Sirikit Amann: There have been times in which particular topics predominated: the consequences of the Balkan War, 9/11, the Millennium bug, and then there were blockbusters like Titanic, Men in Black and the Pixar films, which were spin-offs of games in the early 1980s. This has changed dramatically in recent years. Now, the impulses tend to come from the indie scene and the imaginations of creative young people. Be that as it may, it’s striking that members of today’s young generation are giving a lot of thought to their ecological footprint and how the environment can be redesigned to suit humankind’s needs.

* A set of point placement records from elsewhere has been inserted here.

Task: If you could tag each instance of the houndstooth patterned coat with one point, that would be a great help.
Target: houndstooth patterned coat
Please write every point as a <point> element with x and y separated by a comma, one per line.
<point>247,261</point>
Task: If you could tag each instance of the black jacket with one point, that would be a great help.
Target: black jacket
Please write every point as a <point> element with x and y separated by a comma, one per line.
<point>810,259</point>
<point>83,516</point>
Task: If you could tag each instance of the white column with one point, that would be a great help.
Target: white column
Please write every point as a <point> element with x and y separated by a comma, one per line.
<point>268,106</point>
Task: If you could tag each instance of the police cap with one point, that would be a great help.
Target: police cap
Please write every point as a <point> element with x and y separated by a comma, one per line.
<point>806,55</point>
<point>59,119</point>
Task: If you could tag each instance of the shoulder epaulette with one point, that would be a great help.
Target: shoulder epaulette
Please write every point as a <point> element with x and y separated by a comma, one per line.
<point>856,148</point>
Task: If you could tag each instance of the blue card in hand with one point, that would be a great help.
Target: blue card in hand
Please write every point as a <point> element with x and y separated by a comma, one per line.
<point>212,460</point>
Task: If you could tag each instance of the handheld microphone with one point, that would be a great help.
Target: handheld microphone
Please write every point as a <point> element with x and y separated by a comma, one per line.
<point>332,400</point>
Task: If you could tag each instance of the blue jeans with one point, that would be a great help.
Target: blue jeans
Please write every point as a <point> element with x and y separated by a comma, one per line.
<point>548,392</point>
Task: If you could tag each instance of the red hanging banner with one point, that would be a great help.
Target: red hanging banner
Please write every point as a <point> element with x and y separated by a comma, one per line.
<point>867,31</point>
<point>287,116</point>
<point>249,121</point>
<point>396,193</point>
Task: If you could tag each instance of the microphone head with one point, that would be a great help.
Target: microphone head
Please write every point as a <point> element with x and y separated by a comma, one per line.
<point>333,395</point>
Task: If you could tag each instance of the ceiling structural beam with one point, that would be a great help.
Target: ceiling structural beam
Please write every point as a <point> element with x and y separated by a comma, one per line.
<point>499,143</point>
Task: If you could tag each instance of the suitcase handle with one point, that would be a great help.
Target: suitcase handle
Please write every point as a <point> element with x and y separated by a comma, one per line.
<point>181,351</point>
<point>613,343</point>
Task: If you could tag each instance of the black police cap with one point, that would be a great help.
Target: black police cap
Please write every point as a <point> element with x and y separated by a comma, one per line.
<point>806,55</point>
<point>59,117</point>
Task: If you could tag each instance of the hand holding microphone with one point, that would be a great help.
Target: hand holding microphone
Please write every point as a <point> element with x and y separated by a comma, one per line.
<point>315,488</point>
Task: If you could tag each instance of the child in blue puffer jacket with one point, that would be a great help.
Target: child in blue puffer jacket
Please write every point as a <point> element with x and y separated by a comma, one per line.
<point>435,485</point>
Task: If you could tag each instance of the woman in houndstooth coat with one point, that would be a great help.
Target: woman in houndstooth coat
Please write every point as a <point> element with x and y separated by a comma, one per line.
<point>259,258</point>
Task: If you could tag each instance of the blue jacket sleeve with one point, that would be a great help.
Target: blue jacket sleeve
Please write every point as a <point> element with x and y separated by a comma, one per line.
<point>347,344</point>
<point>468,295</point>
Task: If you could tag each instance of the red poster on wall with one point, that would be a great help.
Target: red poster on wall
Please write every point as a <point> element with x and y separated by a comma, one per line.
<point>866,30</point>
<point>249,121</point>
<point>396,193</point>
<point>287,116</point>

But the point I especially want to make has less to do with prevalent topics than with the unfortunate fact that most of the submissions still come from young men. I want to encourage girls and young women to submit their work for prize consideration. Don’t be shy, ladies! Let us partake of your thoughts, concepts, projects, objects, films, hardware and software.

Dominik Koller was singled out for recognition with a Golden Nica for his  “Visual:Drumset” three years ago. Since then, visitors to the Ars Electronica Center have been able to try their hands at percussion artistry using his kit, which has also been featured in a music video. Why, in your opinion, do kids and young people take part in the Prix Ars Electronica?

Sirikit Amann: I’m totally convinced that they do it precisely because it’s the Prix Ars Electronica! The prizewinners that emerge from this competition receive digital culture’s most prestigious honor, the equivalent of the Oscar in the film industry. The organizers recognized at a very early stage that young people had to be integrated into this if we were to make an impact in everyday life and in broad-based networks. Plus, keep in mind that during the Ars Electronica Festival, the u19 generation rubs shoulders with the pioneers and icons of digital art, up-and-coming young artists and established masters exhibit their works together, and that, if a youngster decides on a career path in the direction of art or technology, a top honor from u19 is a pretty impressive start to a résumé.

Following all these years of service on the jury, the countless entries (many of which can be relegated to: more of the same), the unexpected moments of astonishment and delight at beholding some new wrinkle, the lust to discover something new, the laughter brought on by the wit and the irony, I just want to say to everyone who’s participated in the past as well as all those who’ll do so in the future: You have enriched my life! Thanks you very much. I’m really looking forward to the 2017 entries!

Sirikit AmannSirikit Amann (AT) has been a juror since the very inception of the u19 – CREATE YOUR WORLD category for youngsters under 19 years of age in Austria. She is currently director of cultural education at KulturKontakt Austria, , a non-profit organization that promotes education and culture in Austria as well as Eastern & Southeastern Europe. She had previously served as an expert advisor in artistic affair at the Austrian Federal Ministry of Education, Art and Culture and in the Office of the Federal Chancellor.